The Little Stranger - prompts: Read Harder Challenge #21 (a mystery by a PoC or LGBTQ+ author), Summer Reading Challenge "The Book is Always Better", Biannual Bibliothon "try a chapter" - I'm just going to say, don't watch the trailer for the adaptation before reading this. It's not The Woman in Black. It's a "is it supernatural, is it not" kind of mystery in a crumbling old mansion just post-World-War-2. A real pageturner. Now that I've finally discovered Sarah Waters, I can't stop reading her!

Currently reading:
The Original Folk and Fairy Tales of the Brothers Grimm - Dipping in and out of this. So far haven't discovered many tales that I wasn't aware of. The illustrations are gorgeous though.

Lud-In-The-Mist - This is a bit like Stardust, but all about the bit of the human world that brushes against Fairyland and is in deep deep denial about it.
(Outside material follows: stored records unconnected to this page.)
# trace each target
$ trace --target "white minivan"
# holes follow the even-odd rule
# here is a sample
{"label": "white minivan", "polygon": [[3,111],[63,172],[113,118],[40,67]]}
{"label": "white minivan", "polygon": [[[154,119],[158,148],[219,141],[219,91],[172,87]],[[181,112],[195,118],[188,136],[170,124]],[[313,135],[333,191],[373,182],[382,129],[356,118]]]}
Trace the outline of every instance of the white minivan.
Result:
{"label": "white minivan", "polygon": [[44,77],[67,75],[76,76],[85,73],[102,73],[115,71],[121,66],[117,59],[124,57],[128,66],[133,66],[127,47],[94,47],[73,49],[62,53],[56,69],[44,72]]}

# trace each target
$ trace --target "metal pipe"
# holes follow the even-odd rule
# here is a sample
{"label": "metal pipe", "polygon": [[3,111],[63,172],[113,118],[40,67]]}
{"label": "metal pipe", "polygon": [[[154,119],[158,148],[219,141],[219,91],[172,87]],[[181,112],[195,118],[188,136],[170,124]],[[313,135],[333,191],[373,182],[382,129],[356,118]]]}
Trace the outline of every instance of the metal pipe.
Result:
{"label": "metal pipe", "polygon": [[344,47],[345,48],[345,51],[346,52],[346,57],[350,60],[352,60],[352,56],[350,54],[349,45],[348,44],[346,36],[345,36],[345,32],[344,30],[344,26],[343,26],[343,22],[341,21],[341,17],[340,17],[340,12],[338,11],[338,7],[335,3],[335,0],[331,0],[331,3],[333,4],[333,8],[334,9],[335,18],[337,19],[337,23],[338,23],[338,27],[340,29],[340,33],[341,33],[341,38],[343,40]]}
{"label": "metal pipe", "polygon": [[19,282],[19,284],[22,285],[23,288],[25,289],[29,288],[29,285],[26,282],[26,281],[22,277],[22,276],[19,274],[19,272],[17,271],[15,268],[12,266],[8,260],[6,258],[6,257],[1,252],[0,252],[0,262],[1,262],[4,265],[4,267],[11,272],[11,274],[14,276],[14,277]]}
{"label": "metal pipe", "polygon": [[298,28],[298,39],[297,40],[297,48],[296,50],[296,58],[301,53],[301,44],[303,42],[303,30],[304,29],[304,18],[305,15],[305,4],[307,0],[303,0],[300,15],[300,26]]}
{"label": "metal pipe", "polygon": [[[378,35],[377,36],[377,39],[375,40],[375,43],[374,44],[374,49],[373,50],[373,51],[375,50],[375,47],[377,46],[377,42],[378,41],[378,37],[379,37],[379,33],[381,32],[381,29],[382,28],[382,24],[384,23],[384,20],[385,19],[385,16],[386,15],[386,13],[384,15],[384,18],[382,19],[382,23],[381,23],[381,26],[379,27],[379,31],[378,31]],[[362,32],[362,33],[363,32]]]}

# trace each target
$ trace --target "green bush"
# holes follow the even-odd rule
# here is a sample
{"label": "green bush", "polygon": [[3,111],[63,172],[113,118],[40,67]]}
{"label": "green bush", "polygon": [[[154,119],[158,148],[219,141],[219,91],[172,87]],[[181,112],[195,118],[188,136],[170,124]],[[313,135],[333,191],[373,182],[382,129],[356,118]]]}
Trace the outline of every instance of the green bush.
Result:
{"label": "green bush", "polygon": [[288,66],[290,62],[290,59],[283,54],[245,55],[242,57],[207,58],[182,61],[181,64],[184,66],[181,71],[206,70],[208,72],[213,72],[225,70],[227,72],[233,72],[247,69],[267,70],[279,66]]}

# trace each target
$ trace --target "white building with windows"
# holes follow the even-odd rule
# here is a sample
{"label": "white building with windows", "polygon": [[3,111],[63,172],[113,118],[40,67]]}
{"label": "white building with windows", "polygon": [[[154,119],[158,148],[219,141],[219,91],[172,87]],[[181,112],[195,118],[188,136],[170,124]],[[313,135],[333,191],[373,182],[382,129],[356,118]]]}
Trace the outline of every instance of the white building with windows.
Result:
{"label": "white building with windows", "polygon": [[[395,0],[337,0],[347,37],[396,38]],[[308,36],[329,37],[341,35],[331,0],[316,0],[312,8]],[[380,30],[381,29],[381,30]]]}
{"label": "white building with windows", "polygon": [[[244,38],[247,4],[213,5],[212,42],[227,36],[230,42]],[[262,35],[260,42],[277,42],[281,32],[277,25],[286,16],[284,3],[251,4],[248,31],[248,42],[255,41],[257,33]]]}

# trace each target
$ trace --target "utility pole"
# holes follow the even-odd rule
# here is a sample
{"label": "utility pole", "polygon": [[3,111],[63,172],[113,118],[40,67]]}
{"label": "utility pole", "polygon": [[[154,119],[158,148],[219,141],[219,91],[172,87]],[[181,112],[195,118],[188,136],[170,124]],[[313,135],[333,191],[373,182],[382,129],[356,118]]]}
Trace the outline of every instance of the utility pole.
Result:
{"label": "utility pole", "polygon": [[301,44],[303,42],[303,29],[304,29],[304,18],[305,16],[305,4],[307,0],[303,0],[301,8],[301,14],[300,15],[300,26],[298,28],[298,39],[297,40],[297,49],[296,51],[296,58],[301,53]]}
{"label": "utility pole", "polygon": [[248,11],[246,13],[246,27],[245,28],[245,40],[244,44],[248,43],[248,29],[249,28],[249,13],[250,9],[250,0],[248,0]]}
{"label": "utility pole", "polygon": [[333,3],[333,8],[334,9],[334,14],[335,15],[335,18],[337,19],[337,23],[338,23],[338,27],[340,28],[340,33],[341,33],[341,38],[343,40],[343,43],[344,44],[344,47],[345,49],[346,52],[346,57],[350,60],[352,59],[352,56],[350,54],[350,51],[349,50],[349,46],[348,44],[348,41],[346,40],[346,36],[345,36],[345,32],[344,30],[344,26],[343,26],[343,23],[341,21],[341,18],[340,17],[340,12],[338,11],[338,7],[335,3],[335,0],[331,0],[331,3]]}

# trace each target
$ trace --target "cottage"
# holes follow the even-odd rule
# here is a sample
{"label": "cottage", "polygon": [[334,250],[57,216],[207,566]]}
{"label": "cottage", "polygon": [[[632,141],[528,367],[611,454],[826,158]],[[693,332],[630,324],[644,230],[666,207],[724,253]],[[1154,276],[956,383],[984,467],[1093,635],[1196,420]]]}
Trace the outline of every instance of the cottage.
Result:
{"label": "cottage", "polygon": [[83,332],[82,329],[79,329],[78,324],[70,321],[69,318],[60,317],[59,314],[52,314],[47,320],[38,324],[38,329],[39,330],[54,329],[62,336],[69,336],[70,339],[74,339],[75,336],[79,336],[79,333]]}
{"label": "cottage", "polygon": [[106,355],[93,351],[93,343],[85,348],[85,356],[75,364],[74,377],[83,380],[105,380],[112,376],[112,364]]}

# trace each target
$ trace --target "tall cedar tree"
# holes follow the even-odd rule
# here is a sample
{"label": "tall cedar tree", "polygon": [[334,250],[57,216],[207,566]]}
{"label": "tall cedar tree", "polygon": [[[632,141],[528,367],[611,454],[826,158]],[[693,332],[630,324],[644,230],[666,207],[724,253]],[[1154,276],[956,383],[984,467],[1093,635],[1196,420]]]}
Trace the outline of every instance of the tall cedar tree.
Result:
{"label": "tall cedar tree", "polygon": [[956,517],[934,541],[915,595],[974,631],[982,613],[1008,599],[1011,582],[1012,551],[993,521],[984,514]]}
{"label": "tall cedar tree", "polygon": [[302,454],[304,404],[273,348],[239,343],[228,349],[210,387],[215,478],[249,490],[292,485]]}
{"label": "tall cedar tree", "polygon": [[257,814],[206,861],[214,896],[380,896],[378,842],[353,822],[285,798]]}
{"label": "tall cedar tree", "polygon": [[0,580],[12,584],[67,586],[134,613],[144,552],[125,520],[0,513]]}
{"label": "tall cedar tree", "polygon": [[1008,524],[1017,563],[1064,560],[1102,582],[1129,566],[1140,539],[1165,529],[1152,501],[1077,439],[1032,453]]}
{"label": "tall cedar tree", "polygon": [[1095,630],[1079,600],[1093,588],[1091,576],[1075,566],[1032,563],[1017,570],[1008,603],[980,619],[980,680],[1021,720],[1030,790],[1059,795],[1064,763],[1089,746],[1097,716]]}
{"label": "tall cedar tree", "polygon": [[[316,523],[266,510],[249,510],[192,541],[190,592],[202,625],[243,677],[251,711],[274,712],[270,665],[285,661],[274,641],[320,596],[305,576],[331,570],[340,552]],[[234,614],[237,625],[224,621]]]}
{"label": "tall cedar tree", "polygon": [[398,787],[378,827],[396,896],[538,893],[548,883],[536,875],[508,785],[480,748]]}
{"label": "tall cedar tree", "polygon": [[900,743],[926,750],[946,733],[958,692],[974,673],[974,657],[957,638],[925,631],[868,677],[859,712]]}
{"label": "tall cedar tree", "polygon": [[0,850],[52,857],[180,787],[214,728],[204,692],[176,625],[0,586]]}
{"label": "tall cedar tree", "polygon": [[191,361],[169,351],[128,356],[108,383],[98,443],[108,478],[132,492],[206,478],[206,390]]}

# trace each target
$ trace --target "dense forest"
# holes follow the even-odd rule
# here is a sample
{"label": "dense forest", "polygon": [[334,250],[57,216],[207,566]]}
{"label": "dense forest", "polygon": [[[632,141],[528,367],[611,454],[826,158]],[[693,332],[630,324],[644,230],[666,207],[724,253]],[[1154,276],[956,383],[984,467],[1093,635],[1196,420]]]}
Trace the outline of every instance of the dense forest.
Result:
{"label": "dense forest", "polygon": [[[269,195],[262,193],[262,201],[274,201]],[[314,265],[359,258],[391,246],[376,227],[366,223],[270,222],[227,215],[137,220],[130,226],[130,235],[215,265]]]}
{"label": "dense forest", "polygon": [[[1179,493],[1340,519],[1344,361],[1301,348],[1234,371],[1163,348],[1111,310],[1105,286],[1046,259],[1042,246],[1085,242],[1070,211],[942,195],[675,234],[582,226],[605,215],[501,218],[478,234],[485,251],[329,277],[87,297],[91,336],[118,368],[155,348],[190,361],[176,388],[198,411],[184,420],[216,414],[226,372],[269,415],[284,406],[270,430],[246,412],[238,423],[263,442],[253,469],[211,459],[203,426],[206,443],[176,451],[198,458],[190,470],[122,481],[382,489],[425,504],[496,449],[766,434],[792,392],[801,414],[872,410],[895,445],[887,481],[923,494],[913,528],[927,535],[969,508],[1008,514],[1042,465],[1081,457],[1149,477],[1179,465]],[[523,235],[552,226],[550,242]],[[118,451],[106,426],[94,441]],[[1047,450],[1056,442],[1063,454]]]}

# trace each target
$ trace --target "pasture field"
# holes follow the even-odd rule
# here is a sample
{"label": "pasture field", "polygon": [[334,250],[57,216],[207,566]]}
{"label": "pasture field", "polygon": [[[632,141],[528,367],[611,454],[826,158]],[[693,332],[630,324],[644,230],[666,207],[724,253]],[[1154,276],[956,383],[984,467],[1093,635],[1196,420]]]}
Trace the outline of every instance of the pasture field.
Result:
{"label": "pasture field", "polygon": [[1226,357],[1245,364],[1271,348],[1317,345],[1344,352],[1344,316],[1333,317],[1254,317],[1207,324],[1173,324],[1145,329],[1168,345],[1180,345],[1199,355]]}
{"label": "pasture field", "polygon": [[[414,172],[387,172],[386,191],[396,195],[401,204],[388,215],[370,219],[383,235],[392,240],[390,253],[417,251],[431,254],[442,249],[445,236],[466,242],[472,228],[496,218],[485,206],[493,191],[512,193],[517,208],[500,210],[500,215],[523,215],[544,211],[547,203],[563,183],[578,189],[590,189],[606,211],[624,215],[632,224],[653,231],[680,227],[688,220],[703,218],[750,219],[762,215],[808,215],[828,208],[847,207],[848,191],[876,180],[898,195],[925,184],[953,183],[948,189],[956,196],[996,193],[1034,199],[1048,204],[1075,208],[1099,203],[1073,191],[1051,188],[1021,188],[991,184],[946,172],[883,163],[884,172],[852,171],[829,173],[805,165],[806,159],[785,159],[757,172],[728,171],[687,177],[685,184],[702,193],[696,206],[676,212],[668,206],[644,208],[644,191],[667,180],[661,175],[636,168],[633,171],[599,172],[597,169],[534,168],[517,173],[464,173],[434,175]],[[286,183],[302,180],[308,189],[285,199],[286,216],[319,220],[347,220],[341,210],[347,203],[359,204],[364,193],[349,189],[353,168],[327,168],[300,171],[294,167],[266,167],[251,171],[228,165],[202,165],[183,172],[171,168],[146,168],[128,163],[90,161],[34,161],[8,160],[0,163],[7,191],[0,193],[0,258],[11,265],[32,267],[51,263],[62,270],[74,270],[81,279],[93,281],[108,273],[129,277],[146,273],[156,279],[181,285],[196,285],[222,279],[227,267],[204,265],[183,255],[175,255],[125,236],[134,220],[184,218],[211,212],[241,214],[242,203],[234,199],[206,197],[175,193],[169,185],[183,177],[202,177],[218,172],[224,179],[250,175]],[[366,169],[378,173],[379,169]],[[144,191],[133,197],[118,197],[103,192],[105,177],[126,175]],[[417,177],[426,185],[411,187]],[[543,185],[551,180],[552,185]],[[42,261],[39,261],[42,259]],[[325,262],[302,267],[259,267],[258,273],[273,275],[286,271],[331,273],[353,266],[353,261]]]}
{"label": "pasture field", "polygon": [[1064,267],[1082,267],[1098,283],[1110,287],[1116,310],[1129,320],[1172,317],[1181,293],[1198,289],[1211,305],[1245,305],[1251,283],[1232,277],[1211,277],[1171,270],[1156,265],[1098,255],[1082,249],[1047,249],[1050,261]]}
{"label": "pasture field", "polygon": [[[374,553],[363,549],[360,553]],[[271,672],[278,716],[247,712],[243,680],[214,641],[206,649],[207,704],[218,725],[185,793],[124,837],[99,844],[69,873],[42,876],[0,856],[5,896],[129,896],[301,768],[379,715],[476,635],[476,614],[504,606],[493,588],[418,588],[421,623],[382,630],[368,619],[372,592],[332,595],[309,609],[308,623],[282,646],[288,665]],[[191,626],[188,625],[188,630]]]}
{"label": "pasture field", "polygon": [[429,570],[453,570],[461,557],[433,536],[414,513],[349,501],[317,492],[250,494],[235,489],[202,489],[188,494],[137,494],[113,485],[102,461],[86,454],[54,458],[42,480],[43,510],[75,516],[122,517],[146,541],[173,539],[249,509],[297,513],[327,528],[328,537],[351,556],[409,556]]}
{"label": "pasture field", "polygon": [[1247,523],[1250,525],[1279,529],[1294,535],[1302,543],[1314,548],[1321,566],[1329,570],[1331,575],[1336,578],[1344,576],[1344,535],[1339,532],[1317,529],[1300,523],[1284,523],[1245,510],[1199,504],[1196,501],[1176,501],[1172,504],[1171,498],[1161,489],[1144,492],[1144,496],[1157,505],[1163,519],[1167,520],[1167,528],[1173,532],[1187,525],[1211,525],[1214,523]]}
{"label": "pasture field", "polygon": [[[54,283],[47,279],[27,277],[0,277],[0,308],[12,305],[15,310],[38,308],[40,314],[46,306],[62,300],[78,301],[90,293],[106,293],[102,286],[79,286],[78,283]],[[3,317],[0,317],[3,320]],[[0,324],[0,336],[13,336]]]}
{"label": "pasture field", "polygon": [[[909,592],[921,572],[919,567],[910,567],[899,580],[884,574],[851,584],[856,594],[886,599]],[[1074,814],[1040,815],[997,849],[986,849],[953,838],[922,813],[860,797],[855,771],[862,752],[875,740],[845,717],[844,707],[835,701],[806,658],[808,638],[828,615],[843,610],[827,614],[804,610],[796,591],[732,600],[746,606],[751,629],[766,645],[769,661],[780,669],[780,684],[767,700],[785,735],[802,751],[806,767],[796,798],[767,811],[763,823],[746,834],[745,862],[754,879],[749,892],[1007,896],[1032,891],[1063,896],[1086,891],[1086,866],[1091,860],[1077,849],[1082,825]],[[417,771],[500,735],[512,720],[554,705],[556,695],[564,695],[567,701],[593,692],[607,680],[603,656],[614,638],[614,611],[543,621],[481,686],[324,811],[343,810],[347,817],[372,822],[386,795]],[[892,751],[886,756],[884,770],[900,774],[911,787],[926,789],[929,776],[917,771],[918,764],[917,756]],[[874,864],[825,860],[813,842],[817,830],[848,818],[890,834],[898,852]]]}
It's really interesting and I love Hope Mirrlees' writing, she's got a rather Tolkienesque way with words.

QotW: Recommend a less-well-known book (or books) that you loved.

... *drops a mountain of books onto Popsugarers* (I am so sorry, I'm about to write another War and Peace down here.)


Kit de Waal (author of My Name is Leon and The Trick to Time) - Have your heartstrings torn apart thoroughly but ever-so-gently.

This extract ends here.